Since neoliberalism is the fundamental cause, We Sell Mental Illness begins with a meeting with Nigel Lawson, a former British MP who served as Chancellor of the Exchequer during Margaret Thatcher’s tenure as UK Prime Minister. Thatcher, along with former US President Ronald Reagan, was a key figure in spreading neoliberal values worldwide in the 1980s. Professor Davies argues that the neoliberal system’s emphasis on competition and efficiency, along with the imposition of debt, has harmed modern people’s mental health.

[How About This Book] A Debt-Promoting Society... People Losing the Light of Their Hearts

After World War II, the 1950s and 1960s were the so-called golden age of capitalism, with the global economy maintaining high growth rates. Inflation occurred in the 1970s due to the oil crisis. Thatcher, who took office in 1979, viewed labor unions demanding wage increases as a cause of inflation. She fiercely confronted unions and earned the nickname “Iron Lady.” As union power weakened, workers’ wages declined. Although inflation subsided, the wage decline, i.e., income reduction, caused another structural problem. Consumption of goods and services decreased, slowing growth rates. The wage decline accelerated as machines replaced human labor and the employment of cheap foreign workers increased.


The Thatcher government relaxed credit card regulations starting in the 1980s. The intention was to compensate for workers’ reduced consumption capacity through loans. Thus, debt began to increase under the neoliberal system.


Until the 1970s, debt was taboo except for mortgage loans or investment purposes. However, under neoliberalism, loans became an essential element to operate capitalism, and today most people live with debt. The change in perception that accepts debt as natural has unconsciously altered our ways of thinking and behavior.


For example, the world-renowned linguist Noam Chomsky argued that student loans ultimately have the side effect of making society more conservative. Chomsky viewed debt as forcing students to become economically conformist and to accept rather than oppose the economic realities of the system they are entering. Students facing the practical difficulty of needing to earn a lot of money to repay their debts inevitably make practical and realistic choices. They choose majors that lead to high-paying jobs.

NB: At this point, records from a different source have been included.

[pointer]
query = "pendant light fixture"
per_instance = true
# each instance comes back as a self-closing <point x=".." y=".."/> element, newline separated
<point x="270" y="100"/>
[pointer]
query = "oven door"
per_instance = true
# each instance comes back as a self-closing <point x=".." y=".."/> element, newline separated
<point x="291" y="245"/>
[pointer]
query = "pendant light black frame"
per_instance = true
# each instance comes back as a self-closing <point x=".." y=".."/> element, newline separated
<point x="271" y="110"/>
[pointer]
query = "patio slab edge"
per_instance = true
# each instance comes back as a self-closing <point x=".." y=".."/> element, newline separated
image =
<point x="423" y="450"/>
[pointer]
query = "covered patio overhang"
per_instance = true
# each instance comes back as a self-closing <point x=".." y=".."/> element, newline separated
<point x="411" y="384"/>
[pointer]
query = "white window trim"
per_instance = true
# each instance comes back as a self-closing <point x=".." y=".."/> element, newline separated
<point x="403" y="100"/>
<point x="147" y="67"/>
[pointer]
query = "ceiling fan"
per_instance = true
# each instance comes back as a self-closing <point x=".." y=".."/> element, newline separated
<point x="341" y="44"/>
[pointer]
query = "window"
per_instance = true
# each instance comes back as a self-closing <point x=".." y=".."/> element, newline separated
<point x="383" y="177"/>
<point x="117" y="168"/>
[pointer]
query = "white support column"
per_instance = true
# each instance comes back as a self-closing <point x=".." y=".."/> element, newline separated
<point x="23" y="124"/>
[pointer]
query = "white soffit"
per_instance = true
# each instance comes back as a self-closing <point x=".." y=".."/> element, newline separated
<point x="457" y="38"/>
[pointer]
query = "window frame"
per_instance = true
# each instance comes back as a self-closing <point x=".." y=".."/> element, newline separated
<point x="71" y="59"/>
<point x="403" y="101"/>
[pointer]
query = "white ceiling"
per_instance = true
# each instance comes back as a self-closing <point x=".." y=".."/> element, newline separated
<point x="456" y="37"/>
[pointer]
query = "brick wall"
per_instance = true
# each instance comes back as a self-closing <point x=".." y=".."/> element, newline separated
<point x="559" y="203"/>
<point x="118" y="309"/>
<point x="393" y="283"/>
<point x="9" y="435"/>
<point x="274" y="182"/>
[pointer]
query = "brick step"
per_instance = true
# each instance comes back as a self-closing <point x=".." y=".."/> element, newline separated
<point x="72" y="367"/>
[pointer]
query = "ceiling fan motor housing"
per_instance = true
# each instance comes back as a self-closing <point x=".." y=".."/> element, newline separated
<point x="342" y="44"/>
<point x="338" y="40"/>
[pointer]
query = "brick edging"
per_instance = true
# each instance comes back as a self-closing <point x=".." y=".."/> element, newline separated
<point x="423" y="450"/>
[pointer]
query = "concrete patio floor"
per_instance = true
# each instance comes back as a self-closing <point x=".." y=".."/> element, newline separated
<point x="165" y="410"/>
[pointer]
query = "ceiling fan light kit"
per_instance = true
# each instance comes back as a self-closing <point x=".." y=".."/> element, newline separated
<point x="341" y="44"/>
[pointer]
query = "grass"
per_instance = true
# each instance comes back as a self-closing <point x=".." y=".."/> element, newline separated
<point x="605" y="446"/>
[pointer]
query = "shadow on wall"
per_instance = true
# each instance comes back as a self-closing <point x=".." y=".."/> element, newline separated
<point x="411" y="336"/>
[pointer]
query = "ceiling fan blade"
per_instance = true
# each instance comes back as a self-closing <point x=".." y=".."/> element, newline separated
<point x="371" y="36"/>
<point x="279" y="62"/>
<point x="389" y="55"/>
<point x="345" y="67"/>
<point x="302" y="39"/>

This is also a cause of the decline in applicants for creative and humanities majors. Chomsky explained that debt is a powerful socializing factor that integrates young people into neoliberalism and forces them to submit early to the current economic state.

[How About This Book] A Debt-Promoting Society... People Losing the Light of Their Hearts

The Thatcher government also believed that institutions receiving government support inevitably tend to be inefficient. It judged public services as inefficient because they existed outside market competition and introduced market principles into public services. It instilled goal-oriented compulsions to prove and improve efficiency and penalized failures to meet targets. The main targets were hospitals and schools.


The pursuit of efficiency in schools ultimately affected even young students. In 2011, about 20% of all students were classified as needing special educational attention, which was double the number from ten years earlier. Professor Davies points out that the emphasis on competition and efficiency in schools increased teachers’ workloads and inevitably led to neglect in student guidance.


As a result, since the Thatcher government, the use of medication to treat mental illnesses has steadily increased in the UK. Although the government increased budgets and implemented various policies to reduce the number of mental illness patients, it saw little effect. Professor Davies argues that despite remarkable advances in medical technology over the past decades, psychiatry has not progressed, as evidenced by the continuing rise in mental illness patients. He analyzes the failures of government plans and emphasizes that some studies even show antidepressants have little effect.


Professor Davies ultimately advises that we need to renew our understanding of the fundamental causes of the increase in mental illnesses and find those causes in today’s economic system.